My favorite quality of Alex G has been how he could consistently write diverse songs with such a succinct lo-fi sound; usually through an arsenal of unique vocal melodies and cheap noisy recording equipment and synths.
Rocket is perhaps his biggest change in sound yet. He manages to make another diverse album, and even though he still writes his melodies in a relatively similar way, the instrumentation and production is completely different. Now, Alex G achieves a diverse selection of songs with a cohesive flow via a wide array of instrumentation coupled with a strong country influence.
The songwriting and vocal execution is strong, still managing to retain his edge when it comes to writing a memorable verse and chorus. His weakness is his commitment to the country instrumentation and structure. With his previous albums, Alex G was an expert at molding the lo-fi sound into anything, from harsh, noisy, experimental shorts to dreamy slowcore ballads. Rocket, meanwhile, attempts to add diversity with banjos, pianos, strings and other instrumentation that isn’t seen as consistently.
The flaw is overiding, however. In fact, it really only feels redundant near the beginning of the album and at the very end. The intro track, “Poison Root,” and “Horse” show that Alex G hasn’t thrown out his old ways, combining odd time signatures (both in 7/8) and a climatic song structure that keeps the songs interesting throughout their short two-minute duration.
Other songs sound like they could have been off DSU or Trick, if instead of being produced in a studio, they were made with a cheap recorder in the backseat of a car (oops, wrong band).

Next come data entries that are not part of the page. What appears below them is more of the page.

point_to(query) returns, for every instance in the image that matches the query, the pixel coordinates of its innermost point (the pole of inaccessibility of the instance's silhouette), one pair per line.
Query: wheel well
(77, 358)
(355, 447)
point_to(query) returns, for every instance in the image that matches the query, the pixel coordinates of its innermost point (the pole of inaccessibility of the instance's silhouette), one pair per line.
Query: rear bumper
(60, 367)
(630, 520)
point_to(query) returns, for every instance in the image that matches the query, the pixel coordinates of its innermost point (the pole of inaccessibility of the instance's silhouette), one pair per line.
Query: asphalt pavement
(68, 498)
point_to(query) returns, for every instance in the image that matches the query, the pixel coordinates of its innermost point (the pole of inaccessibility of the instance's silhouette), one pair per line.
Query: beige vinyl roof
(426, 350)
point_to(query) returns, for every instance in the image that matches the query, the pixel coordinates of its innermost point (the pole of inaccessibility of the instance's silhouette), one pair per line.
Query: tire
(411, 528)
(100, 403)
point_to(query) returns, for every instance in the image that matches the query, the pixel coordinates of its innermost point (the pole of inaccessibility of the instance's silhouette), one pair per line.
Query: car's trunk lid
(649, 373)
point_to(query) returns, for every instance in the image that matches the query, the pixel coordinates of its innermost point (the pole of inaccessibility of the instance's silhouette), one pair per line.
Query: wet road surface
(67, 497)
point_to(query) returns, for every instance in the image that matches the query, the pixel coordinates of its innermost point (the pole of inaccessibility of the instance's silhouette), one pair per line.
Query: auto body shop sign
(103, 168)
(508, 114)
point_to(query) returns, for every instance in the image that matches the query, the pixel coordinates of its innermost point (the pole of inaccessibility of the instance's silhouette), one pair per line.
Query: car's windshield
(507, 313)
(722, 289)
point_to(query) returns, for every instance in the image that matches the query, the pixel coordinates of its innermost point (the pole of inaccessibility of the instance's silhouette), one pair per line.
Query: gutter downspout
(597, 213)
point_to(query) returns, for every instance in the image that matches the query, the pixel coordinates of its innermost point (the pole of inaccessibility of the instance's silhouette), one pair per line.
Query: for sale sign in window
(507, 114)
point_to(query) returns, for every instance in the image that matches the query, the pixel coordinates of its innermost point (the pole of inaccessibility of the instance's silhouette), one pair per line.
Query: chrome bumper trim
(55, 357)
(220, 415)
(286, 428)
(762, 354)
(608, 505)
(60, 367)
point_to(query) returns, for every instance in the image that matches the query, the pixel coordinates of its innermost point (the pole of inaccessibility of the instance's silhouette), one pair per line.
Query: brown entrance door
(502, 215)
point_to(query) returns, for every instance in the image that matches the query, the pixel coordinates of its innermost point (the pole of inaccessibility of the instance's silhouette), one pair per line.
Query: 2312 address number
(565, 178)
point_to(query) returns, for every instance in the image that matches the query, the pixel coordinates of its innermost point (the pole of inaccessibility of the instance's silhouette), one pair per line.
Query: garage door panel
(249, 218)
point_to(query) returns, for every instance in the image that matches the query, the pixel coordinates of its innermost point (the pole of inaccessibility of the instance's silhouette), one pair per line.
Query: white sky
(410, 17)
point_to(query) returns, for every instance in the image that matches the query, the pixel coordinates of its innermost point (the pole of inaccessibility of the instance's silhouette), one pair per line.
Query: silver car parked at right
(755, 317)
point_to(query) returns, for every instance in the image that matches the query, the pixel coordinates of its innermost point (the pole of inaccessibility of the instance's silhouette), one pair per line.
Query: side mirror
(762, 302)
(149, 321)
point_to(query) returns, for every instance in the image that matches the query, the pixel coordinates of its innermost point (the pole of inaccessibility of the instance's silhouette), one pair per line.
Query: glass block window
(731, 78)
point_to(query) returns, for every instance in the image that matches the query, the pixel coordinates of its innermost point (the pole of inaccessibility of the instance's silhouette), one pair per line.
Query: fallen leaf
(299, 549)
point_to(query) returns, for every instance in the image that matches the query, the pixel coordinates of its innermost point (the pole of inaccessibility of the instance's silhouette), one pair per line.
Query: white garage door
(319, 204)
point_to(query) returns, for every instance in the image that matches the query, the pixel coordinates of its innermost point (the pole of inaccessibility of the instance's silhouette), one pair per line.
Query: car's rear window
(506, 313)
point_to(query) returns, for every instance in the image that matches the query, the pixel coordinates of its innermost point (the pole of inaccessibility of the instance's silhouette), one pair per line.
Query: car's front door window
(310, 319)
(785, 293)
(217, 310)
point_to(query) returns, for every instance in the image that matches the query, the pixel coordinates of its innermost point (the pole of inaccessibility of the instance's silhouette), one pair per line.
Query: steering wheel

I miss the lo-fi production not only because of my bias toward that sound, but because the production often feels stagnant, at least for Alex G standards. The production here is actually quite enjoyable, definitely far from bad, but I can’t help but miss how Alex G would weave his voice in and out of static, like a cathartic voice accompaniment.
There are also a lot great, original songs on Rocket that are unlike anything else in his songbook. The middle of the album is stellar.”Brick” surprised me more than any other Alex G song; it’s his most aggressive and heavy track, combining noisy and dissonant eighth notes with a fast-paced drum groove and added production for an incredibly full sound.
Rocket is still a great album, but it is a big leap in sound. If the concept of Alex G ditching the lo-fi elements for diverse country instrumentation sound appealing to you, then this may be your favorite by him yet. The structure and sound is more repetitive as a consequence of the change, but if these criticisms do not sound unappealing, give it a spin.